You’re making things up though, aren’t you? I didn’t say I only ever use one kitchen appliance. I said it takes five minutes to prep some food and bung it in the oven, which it does. It also takes five minutes to crack a couple of eggs and make an omelette. Or to click the kettle on and pour water over pasta. Or to boil some rice or make a stir fry. Or to seer a steak. Or one of my personal favourites - squeezing lime juice over salmon to let it cook in the fridge for ten minutes. Or to throw some roasted veg in a blender. Or fold a wrap around the food.

They are all so, so easy and so, so quick.

The insistence that it’s deeply time consuming to make anything healthy and tasty is a load of bollocks. You don’t have to gently caress your chicken with egg whites or hold your tomatoes up in the sun for two hours to make a quick tasty meal.

This whole ‘it’s hard to cook’ comes from many decades ago before you switched on an oven (or kettle, hob, microwave or slow cooker).

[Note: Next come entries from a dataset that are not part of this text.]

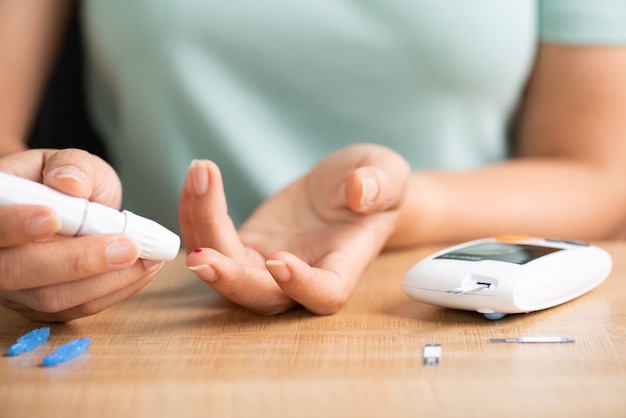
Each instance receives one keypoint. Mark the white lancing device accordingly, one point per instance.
(80, 217)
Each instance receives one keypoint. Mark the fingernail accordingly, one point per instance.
(369, 190)
(69, 172)
(199, 177)
(279, 270)
(42, 225)
(121, 251)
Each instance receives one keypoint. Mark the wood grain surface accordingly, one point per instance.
(176, 349)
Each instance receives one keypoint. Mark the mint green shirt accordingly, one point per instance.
(268, 88)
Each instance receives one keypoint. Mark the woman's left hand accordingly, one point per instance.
(308, 244)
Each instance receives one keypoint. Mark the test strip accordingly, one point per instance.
(471, 287)
(431, 354)
(30, 341)
(533, 340)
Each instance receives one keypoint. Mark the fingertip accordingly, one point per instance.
(362, 190)
(279, 270)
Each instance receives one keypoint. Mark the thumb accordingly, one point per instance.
(82, 174)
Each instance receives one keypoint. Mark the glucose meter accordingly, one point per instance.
(508, 274)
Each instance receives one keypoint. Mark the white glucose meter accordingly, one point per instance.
(508, 274)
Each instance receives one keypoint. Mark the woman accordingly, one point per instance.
(339, 129)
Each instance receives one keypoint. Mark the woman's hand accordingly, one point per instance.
(49, 277)
(308, 244)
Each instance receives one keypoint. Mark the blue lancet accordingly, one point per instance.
(68, 351)
(29, 341)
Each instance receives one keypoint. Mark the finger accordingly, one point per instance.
(82, 174)
(86, 309)
(71, 171)
(86, 296)
(320, 290)
(248, 286)
(379, 187)
(22, 224)
(65, 260)
(203, 212)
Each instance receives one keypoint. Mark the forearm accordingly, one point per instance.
(542, 197)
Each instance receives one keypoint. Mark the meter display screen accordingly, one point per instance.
(508, 253)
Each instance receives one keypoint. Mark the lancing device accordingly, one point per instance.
(80, 217)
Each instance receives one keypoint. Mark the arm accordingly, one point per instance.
(30, 31)
(569, 177)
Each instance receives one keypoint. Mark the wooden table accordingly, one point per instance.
(178, 350)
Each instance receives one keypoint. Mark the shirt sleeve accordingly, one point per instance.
(592, 22)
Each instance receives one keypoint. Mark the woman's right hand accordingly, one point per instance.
(48, 277)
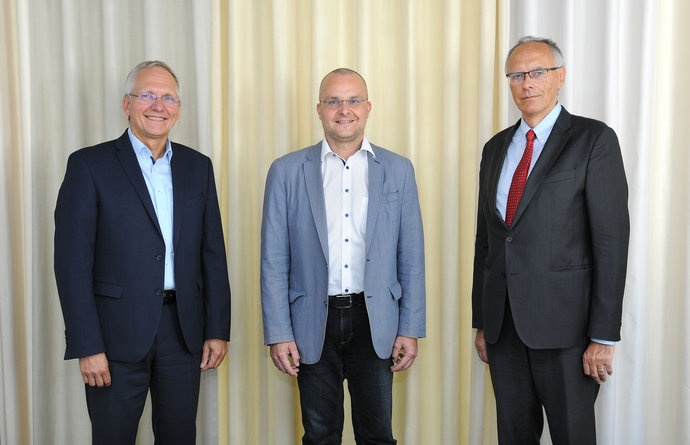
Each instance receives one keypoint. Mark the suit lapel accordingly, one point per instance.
(375, 193)
(179, 184)
(125, 154)
(314, 183)
(496, 167)
(552, 149)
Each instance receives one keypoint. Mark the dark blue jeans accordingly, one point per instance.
(348, 353)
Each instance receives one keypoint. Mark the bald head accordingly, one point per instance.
(341, 72)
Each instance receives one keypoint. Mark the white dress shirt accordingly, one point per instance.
(346, 192)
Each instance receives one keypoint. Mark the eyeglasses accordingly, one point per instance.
(537, 74)
(150, 99)
(334, 102)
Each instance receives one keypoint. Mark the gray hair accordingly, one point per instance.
(129, 83)
(557, 55)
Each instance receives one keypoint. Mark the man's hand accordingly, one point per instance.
(597, 361)
(404, 353)
(480, 344)
(282, 353)
(94, 370)
(213, 353)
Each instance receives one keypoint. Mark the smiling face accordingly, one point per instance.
(535, 99)
(151, 123)
(344, 125)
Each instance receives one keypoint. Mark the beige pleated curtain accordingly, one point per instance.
(250, 72)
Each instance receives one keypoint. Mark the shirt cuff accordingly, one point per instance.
(603, 342)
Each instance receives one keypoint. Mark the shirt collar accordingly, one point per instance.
(543, 129)
(326, 149)
(140, 148)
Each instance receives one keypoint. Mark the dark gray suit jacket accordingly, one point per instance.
(562, 263)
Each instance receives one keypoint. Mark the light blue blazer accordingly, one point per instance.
(294, 253)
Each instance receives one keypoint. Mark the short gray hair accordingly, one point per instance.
(557, 55)
(129, 83)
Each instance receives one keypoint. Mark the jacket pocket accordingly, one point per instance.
(396, 290)
(294, 295)
(107, 289)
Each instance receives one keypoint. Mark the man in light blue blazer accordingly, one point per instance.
(342, 269)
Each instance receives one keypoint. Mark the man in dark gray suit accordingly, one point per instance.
(550, 256)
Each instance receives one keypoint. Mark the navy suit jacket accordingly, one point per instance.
(562, 262)
(109, 253)
(294, 253)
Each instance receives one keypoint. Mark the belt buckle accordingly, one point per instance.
(340, 305)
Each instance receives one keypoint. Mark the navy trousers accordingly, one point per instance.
(170, 372)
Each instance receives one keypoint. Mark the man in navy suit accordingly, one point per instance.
(141, 269)
(342, 269)
(550, 256)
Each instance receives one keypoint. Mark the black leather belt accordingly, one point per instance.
(345, 301)
(169, 296)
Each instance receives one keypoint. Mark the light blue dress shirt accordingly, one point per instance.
(517, 148)
(158, 179)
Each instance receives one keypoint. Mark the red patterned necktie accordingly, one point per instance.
(519, 179)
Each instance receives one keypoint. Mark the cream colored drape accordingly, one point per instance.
(250, 72)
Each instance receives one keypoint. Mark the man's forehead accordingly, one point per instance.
(342, 80)
(535, 52)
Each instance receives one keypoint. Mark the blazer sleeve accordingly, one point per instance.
(410, 260)
(214, 267)
(275, 259)
(607, 207)
(75, 235)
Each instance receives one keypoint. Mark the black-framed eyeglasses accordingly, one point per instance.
(150, 99)
(334, 102)
(537, 74)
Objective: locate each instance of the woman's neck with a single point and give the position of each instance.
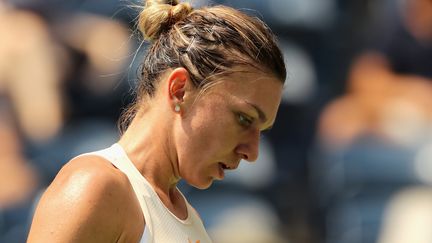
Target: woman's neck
(151, 151)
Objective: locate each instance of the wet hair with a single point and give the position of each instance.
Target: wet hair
(208, 42)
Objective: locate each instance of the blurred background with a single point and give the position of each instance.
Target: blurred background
(348, 160)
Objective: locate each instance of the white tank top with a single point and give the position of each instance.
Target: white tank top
(161, 225)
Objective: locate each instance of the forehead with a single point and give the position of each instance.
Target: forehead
(254, 88)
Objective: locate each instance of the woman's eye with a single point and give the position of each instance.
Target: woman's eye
(245, 120)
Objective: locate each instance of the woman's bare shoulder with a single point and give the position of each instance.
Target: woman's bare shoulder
(88, 201)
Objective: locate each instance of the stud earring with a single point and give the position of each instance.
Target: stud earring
(177, 108)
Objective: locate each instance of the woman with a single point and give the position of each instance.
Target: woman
(211, 82)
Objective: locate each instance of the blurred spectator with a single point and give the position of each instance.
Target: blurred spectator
(54, 71)
(369, 137)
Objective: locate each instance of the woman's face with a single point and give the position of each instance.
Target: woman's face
(224, 125)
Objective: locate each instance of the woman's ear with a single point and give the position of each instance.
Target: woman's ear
(177, 82)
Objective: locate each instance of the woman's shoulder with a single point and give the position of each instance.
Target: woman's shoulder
(88, 195)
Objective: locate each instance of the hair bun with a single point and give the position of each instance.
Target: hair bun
(159, 16)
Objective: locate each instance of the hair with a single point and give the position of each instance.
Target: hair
(208, 42)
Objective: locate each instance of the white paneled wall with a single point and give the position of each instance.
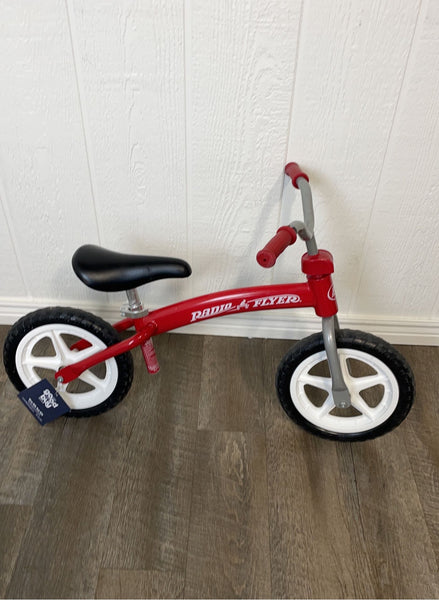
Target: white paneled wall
(163, 126)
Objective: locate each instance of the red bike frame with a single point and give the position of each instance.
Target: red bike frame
(317, 292)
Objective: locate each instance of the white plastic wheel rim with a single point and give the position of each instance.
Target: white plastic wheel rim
(320, 415)
(26, 363)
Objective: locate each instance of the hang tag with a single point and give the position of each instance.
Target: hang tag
(44, 402)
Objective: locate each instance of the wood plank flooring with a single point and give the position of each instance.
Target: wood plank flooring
(198, 486)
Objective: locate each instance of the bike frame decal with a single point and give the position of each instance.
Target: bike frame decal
(241, 300)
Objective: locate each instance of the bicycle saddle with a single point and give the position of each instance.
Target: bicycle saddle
(109, 271)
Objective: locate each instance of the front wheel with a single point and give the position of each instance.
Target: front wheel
(379, 380)
(42, 342)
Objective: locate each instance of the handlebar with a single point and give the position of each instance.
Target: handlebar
(294, 171)
(284, 237)
(287, 235)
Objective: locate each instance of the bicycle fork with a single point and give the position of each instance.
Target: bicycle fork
(340, 392)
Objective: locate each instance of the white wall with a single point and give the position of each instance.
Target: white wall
(163, 126)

faerietales · 27/05/2025 18:03

LastPostISwear · 27/05/2025 17:08

Off topic, but aren’t most cats lactose intolerant?

It's cat milk :)

Active13 · 27/05/2025 18:15

faerietales · 27/05/2025 15:28

If cooking, cleaning & running a house only takes minutes there would not be such a high demand for quality 'household help'

I think it's more that a lot of people just don't enjoy those things and are happy to outsource them where they can. I would love the money for a personal chef but that doesn't translate to cooking taking hours - it's just I hate cooking, lol.

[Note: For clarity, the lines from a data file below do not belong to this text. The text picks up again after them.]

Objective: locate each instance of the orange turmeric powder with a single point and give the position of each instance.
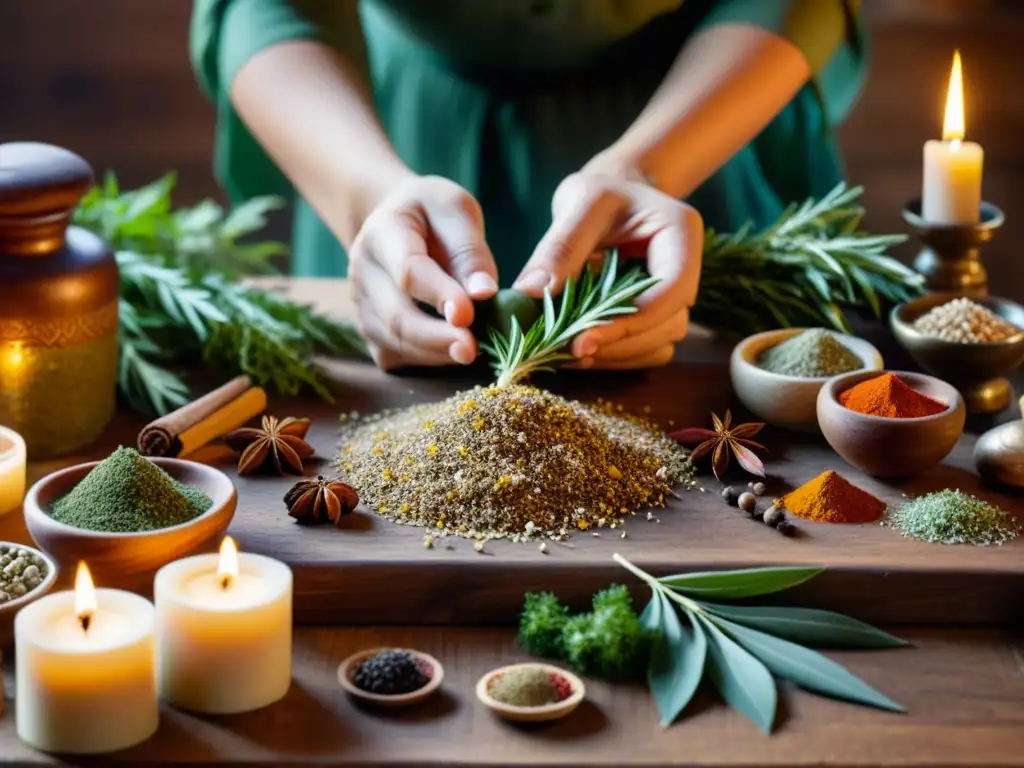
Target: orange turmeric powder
(830, 498)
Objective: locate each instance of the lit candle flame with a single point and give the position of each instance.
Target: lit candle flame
(227, 569)
(85, 596)
(952, 126)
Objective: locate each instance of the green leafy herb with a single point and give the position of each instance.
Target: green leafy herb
(593, 302)
(181, 304)
(609, 641)
(733, 643)
(802, 270)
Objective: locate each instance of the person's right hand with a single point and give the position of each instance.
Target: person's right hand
(422, 243)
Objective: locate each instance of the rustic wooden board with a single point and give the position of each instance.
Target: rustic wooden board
(964, 691)
(373, 571)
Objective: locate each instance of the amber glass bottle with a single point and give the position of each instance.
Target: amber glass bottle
(58, 304)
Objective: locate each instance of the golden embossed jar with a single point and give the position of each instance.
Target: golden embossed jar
(58, 304)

I also think it's very easy to make one normal task seem like a very big deal by listing out all the separate stages when you're trying to argue your case/

I mean, I feed all four of our animals every morning - if I list it all out:

Come downstairs.
Get the bowls out of the cupboards.
Get the wet food out of the cupboards.
Feed each of the three cats.
Let the dog out.
Let the dog back in.
Give the oldest cat his medication.
Get the cat biscuits out.
Feed each of three cats their biscuits.
Feed the dog his biscuits.
Get the milk out.
Give all the cats some milk.
Let the cats out.
Gather up all the water bowls.
Wash them up.
Re-fill them.
Wash all four food bowls.

It sounds like loads but in reality it takes me less than five minutes.

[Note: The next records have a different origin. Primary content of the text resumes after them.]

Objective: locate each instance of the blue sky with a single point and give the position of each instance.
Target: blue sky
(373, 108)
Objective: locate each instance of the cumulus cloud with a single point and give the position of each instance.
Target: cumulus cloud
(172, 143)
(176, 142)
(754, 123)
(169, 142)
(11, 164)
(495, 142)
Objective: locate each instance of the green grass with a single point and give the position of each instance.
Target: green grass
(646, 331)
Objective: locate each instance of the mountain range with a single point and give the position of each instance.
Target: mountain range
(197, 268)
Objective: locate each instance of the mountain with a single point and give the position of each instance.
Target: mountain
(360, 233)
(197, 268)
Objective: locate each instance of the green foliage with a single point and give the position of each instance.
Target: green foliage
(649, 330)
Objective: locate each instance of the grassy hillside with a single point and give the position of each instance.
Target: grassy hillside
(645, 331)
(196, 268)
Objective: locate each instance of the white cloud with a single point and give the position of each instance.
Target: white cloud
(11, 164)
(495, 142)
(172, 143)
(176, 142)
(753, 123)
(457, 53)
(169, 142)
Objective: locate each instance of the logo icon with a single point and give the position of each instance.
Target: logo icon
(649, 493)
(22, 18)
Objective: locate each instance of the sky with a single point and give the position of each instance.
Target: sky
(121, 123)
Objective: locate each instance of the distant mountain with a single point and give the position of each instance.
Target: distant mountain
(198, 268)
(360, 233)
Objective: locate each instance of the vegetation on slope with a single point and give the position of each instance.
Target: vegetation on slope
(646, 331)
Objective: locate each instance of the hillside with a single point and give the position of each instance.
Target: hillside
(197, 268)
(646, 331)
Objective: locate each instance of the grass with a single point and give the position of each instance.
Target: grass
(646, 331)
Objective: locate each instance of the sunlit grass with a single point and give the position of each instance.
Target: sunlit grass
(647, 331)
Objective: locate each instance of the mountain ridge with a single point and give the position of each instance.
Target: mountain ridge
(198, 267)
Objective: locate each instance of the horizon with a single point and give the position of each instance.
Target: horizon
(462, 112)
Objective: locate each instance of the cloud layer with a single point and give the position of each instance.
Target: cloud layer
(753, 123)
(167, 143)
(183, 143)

I'm not a personal chef & feeding humans well balanced meals takes longer than 5 minutes.
I'm not here to judge & neither should anyone else be.

faerietales · 27/05/2025 18:19

I'm not a personal chef & feeding humans well balanced meals takes longer than 5 minutes.

I didn't say otherwise, I just don't believe people need to spend hours cooking every single night - it's a choice, because they prefer a certain type of food, for example, but it's not a necessity. You can cook quick, healthy meals in less than 20 minutes quite easily, especially if you batch cook things like sauces and just defrost them when needed.

Active13 · 27/05/2025 18:57

faerietales · 27/05/2025 18:19

I'm not a personal chef & feeding humans well balanced meals takes longer than 5 minutes.

I didn't say otherwise, I just don't believe people need to spend hours cooking every single night - it's a choice, because they prefer a certain type of food, for example, but it's not a necessity. You can cook quick, healthy meals in less than 20 minutes quite easily, especially if you batch cook things like sauces and just defrost them when needed.

No, you listed how long it takes to feed 4 animals.
I am referring to humans. Batch cooking takes time....maybe not every night but at some point in the week.
If you work a 50 hour week you may not have the energy or you would rather spend those 20 minutes with your children.
Less judging more kindness.

Poiuytrewqa · 27/05/2025 19:03

Active13 · 27/05/2025 18:57

No, you listed how long it takes to feed 4 animals.
I am referring to humans. Batch cooking takes time....maybe not every night but at some point in the week.
If you work a 50 hour week you may not have the energy or you would rather spend those 20 minutes with your children.
Less judging more kindness.

This is what we’re saying though. If you’re working a 50 hour week then just knock up something easy.